2. Tanda-tanda birahi pada Domba adalah Alat kelamin betina/bibir kemaluan
berwarna merah. bengkak. hangat. serta mengeluarkan lendir bening, Domba
akan terlihat gelisah dan nafsu makan menurun, domba terlihat sering kencing.
3. Perkawinan pada sapi dan domba dapat dilakukan secara alami maupun
kawin suntik atau inseminasi buatan (IB). Perkawinan alami merupakan
perkawinan dengan cara mempertemukan pejantan dan induk secara langsung,
sedangkan kawin suntik atau inseminasi buatan adalah cara memasukkan
sperma atau semen yang telah dicairkan dan telah diproses terlebih dahulu ke
dalam saluran alat kelamin betina dengan metode dan alat khusus. Dari kedua
metode perkawinan tersebut metode yang disarankan untuk digunakan adalah
inseminasi buatan, karena memiliki beberapa kelebihan antara lain: menghindari
penularan penyakit dari jantan ke betina, mempermudah upaya persilangan antar
ras, mempercepat penyebaran bibit unggul.
DAFTAR PUSTAKA

Toelihere, M. R. 1995. Fisiologi Reproduksi Ternak. Cetakan ke 2. Angkasa, Bandung.

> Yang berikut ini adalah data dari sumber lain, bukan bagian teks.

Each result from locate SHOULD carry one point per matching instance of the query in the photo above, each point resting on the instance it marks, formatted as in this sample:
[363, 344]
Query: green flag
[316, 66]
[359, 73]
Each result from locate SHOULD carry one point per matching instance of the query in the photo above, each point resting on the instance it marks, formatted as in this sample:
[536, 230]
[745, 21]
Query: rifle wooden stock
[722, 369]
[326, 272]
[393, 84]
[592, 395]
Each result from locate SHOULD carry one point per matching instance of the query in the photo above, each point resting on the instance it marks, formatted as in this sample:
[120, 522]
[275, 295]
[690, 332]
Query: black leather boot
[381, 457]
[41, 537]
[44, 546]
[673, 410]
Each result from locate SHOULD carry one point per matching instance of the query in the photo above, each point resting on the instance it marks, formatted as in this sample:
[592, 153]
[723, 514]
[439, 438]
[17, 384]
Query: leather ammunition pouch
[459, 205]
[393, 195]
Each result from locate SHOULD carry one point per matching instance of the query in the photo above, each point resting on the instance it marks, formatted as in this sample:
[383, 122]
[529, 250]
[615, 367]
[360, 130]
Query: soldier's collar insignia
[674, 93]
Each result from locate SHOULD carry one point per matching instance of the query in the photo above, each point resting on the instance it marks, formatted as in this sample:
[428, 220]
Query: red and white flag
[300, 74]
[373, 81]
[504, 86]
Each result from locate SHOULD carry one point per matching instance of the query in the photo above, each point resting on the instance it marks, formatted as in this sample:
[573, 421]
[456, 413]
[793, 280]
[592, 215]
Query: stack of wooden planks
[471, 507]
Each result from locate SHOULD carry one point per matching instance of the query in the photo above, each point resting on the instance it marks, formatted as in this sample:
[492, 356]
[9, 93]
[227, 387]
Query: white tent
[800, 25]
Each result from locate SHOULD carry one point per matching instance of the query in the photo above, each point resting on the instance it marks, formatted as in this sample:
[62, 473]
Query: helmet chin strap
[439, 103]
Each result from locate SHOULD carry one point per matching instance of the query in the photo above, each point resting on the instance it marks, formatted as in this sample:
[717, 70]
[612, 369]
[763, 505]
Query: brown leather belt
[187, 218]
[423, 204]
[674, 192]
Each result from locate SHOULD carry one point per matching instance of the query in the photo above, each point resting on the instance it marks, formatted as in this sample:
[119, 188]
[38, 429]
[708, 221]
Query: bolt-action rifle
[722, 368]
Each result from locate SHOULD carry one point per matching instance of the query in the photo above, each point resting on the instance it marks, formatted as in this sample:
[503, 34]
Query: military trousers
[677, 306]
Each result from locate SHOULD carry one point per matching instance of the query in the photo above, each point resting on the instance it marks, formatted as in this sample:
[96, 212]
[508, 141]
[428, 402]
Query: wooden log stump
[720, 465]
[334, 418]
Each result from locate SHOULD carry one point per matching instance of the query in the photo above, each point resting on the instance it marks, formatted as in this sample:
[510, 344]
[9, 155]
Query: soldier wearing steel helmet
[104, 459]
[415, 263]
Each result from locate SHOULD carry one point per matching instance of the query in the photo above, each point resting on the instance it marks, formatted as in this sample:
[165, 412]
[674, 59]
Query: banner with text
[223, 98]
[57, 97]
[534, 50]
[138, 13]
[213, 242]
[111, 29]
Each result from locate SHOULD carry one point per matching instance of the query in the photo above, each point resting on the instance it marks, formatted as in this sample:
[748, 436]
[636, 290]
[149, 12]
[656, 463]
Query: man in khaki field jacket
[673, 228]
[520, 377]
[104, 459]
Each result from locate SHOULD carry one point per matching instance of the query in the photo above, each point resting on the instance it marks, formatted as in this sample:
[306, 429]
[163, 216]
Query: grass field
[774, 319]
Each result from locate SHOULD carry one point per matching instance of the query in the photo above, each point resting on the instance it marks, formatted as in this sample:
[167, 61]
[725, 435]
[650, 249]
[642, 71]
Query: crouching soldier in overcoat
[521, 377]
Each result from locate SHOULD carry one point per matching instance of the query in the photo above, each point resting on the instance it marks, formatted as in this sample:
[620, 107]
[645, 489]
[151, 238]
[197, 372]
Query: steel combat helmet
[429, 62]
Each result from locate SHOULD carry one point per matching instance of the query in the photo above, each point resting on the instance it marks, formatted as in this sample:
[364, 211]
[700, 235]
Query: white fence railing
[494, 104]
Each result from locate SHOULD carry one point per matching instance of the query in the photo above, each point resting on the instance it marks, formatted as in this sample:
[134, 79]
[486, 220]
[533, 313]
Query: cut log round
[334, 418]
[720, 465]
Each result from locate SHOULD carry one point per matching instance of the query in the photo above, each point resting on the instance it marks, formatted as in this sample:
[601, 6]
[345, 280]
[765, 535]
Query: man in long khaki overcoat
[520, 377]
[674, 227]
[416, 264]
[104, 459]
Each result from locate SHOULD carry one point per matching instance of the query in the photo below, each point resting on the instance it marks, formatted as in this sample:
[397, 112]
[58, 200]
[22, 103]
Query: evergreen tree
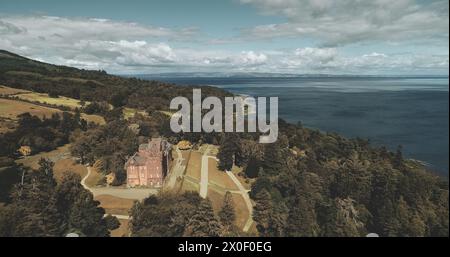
[226, 154]
[227, 214]
[262, 212]
[274, 161]
[86, 217]
[302, 221]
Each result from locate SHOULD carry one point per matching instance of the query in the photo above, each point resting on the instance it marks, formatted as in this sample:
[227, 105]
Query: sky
[363, 37]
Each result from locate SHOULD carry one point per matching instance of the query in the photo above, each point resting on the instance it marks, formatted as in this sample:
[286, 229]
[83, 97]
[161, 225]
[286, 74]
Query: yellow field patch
[240, 208]
[217, 177]
[93, 118]
[45, 99]
[115, 205]
[62, 159]
[11, 109]
[7, 91]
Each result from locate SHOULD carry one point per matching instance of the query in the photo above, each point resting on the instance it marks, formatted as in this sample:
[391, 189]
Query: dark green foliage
[110, 143]
[332, 186]
[39, 207]
[274, 161]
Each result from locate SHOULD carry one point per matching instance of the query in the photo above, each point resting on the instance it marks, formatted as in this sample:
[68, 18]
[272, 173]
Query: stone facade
[149, 165]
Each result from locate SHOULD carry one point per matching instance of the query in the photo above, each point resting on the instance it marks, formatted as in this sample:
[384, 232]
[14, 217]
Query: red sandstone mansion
[149, 165]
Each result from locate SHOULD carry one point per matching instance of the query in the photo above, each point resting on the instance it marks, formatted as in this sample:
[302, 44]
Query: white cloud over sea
[127, 47]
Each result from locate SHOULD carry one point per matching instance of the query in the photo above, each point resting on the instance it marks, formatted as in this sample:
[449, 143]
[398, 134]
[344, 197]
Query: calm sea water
[412, 112]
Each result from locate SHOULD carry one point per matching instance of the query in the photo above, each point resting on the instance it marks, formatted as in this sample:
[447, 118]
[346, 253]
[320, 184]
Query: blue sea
[391, 111]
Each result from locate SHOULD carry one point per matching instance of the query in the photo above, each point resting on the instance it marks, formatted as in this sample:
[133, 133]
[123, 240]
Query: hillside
[87, 85]
[308, 183]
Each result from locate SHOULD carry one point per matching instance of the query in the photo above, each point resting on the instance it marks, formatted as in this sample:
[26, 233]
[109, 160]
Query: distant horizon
[285, 36]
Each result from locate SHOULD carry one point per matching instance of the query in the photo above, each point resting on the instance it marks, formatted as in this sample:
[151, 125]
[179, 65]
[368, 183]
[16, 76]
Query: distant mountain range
[259, 75]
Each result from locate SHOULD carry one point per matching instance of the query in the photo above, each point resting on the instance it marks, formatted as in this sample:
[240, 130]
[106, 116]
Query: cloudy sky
[385, 37]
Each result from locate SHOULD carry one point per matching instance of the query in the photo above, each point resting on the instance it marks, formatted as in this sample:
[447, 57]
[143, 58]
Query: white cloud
[350, 21]
[122, 47]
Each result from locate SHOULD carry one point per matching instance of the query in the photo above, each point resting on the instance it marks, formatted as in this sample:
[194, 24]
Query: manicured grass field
[115, 205]
[129, 112]
[122, 231]
[218, 177]
[12, 108]
[240, 208]
[194, 165]
[4, 90]
[62, 159]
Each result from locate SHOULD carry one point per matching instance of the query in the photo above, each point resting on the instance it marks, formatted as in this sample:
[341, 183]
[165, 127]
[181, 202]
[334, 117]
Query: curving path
[248, 203]
[204, 174]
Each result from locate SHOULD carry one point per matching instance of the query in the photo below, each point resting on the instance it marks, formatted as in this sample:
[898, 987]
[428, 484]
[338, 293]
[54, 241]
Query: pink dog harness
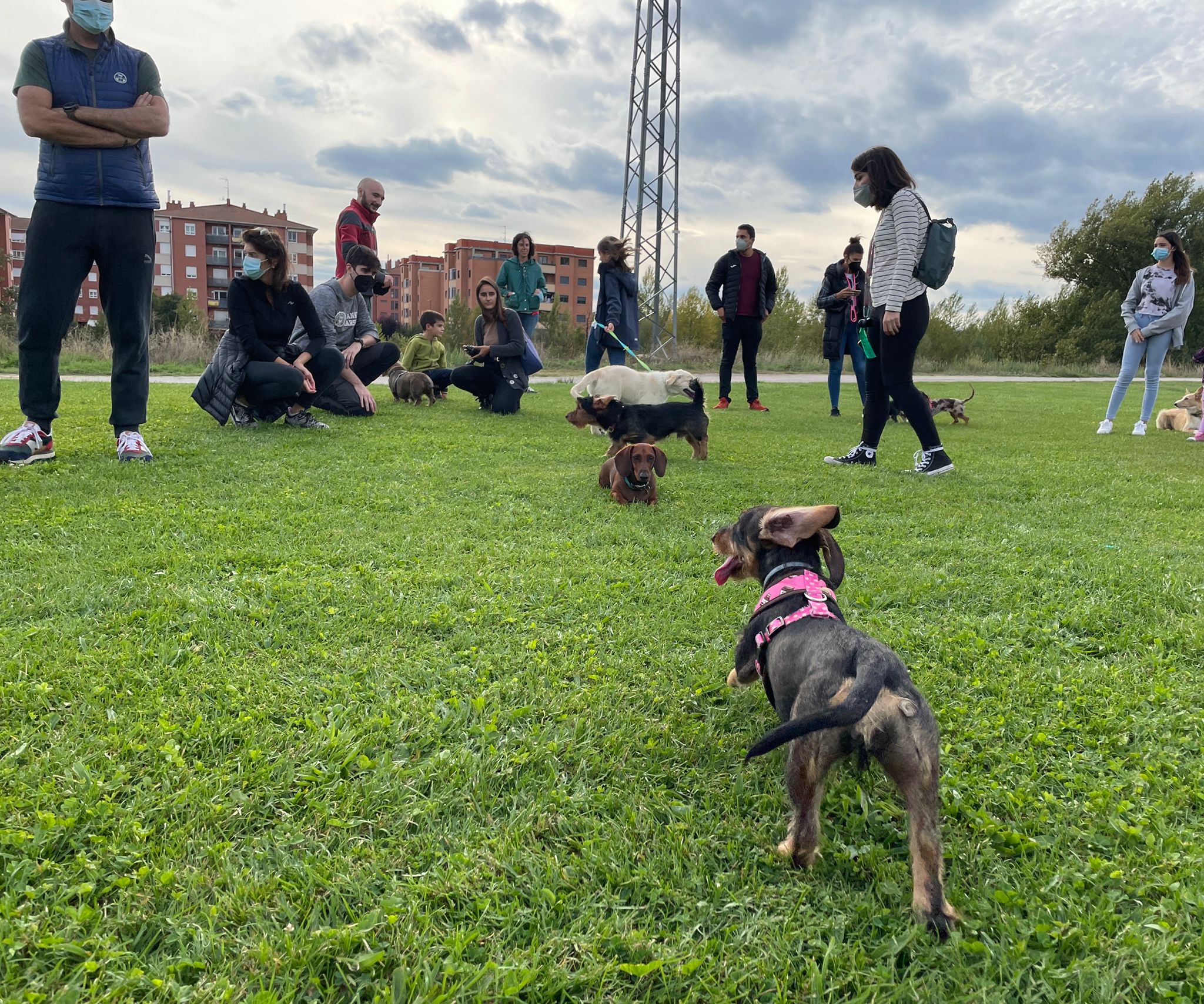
[811, 585]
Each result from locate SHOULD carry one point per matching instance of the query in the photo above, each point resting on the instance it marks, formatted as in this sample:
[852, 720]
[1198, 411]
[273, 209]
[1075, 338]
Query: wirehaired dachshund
[631, 473]
[648, 423]
[836, 690]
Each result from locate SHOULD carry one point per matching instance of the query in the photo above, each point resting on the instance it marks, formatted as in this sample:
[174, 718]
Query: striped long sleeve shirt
[899, 240]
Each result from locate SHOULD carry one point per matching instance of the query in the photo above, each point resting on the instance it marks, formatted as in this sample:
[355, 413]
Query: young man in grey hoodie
[347, 320]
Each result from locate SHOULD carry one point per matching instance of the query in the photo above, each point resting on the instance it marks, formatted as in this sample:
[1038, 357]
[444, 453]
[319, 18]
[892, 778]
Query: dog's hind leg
[913, 760]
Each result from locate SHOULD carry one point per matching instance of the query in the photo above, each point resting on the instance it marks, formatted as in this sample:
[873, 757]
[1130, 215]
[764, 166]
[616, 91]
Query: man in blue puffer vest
[94, 103]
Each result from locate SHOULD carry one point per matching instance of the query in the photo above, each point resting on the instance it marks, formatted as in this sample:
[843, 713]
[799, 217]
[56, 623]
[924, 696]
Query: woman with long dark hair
[899, 310]
[616, 318]
[841, 300]
[1155, 312]
[495, 376]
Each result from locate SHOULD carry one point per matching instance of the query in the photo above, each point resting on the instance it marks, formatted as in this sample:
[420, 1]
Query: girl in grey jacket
[1155, 313]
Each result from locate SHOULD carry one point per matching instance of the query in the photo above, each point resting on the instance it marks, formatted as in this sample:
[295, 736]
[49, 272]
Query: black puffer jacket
[836, 311]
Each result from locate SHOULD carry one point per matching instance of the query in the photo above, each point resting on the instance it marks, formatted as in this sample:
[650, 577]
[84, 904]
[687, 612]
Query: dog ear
[623, 463]
[788, 526]
[834, 558]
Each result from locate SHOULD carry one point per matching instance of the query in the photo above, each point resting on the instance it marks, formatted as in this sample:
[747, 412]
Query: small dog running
[951, 405]
[626, 424]
[631, 473]
[410, 387]
[836, 690]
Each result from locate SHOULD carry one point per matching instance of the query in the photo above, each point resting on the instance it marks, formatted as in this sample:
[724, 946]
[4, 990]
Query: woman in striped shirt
[899, 310]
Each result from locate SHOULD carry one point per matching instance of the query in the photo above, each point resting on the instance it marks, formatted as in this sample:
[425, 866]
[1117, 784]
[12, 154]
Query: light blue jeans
[1155, 352]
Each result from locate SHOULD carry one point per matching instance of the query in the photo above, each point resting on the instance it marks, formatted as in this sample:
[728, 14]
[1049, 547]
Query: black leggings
[889, 374]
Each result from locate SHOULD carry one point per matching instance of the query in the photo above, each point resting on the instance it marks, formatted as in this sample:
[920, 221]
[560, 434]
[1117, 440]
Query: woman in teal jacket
[521, 282]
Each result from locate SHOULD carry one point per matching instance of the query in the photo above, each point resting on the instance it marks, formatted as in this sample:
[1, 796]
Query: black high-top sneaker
[859, 454]
[935, 461]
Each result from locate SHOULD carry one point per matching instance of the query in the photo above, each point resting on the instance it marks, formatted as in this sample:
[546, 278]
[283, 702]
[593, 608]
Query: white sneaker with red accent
[131, 446]
[26, 444]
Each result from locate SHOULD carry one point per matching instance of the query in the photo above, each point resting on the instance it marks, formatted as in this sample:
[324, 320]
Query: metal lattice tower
[650, 187]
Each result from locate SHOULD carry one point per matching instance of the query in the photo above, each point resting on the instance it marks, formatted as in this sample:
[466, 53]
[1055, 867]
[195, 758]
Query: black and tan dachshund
[648, 423]
[836, 690]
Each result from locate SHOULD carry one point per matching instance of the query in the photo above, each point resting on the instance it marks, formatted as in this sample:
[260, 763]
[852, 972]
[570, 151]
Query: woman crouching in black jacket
[495, 376]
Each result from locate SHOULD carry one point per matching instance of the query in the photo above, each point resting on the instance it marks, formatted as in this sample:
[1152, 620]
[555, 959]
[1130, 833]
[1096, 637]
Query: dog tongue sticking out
[725, 571]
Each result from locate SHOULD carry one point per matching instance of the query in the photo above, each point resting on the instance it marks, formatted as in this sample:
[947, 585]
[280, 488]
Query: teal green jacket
[518, 283]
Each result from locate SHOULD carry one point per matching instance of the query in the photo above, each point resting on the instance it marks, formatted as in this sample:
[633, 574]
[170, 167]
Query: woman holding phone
[899, 310]
[842, 302]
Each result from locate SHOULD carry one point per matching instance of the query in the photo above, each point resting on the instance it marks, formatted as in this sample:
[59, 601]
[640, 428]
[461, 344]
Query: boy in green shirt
[425, 353]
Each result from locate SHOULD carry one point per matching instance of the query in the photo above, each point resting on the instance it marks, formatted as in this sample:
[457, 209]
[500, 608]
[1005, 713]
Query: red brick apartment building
[198, 253]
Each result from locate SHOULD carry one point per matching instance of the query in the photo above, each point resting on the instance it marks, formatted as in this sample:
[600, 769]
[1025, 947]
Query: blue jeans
[850, 343]
[1155, 352]
[594, 353]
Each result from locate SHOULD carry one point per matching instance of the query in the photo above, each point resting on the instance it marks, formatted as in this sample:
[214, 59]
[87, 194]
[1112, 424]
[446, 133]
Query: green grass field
[412, 712]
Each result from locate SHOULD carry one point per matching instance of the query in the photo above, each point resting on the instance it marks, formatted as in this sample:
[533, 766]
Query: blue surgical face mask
[93, 16]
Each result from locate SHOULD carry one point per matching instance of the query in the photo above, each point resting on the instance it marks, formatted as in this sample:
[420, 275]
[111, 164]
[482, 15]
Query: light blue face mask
[93, 16]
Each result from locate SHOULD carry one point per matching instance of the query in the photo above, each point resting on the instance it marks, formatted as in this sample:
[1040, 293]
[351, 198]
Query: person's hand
[367, 403]
[307, 379]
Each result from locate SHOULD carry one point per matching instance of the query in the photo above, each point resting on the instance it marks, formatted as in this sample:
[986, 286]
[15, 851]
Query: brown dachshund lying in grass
[631, 473]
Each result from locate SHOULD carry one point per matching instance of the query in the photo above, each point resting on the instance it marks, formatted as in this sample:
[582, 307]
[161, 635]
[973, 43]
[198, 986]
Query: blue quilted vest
[87, 176]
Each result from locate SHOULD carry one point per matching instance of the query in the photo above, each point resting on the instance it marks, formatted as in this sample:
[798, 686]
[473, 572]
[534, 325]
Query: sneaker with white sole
[931, 463]
[131, 446]
[26, 446]
[860, 456]
[304, 420]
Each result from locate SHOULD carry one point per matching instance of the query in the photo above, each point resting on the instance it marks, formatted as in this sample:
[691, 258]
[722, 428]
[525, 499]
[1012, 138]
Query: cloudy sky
[490, 116]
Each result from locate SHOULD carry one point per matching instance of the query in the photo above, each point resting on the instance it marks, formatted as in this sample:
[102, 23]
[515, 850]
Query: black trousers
[61, 247]
[741, 333]
[370, 364]
[487, 383]
[270, 388]
[889, 374]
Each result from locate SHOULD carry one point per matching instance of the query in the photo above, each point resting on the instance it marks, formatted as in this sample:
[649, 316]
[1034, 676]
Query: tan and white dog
[1185, 417]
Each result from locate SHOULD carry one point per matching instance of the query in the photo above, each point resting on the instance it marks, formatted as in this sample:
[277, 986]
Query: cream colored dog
[1185, 417]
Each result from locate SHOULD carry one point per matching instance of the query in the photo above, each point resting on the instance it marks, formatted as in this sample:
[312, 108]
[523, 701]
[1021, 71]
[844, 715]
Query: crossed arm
[94, 127]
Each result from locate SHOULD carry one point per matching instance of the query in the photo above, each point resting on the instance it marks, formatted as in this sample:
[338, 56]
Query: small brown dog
[631, 473]
[410, 387]
[951, 405]
[1185, 417]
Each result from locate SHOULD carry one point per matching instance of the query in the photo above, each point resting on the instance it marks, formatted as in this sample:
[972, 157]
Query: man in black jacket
[749, 289]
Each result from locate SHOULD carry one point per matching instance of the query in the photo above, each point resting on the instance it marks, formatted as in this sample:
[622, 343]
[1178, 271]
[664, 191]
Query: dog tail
[861, 697]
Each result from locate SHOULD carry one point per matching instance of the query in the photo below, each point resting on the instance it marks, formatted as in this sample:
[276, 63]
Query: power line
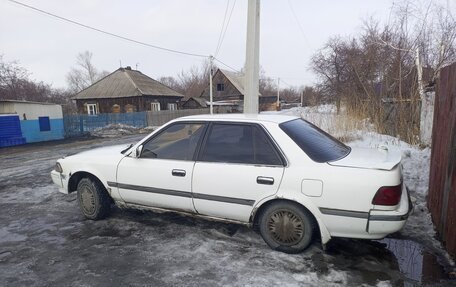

Partodihardjo, S. 1992. Ilmu Reproduksi Hewan. Ed. Ke-3. Mutiara Sumber Widya, Jakarta.

Nurfitriani, I. and R. Setiawan. 2015. Karakteristik vulva dan sitologi sitologi sel mucus dari
vagina fase estrus pada domba lokal. Student e-Journal 4(3): 1–10.

Herdis. 2011. Respon estrus domba garut betina pada perlakuan laserpuntur dengan fase
reproduksi yang berbeda. Jurnal Sains dan Teknologi Indonesia 13(11): 171–76.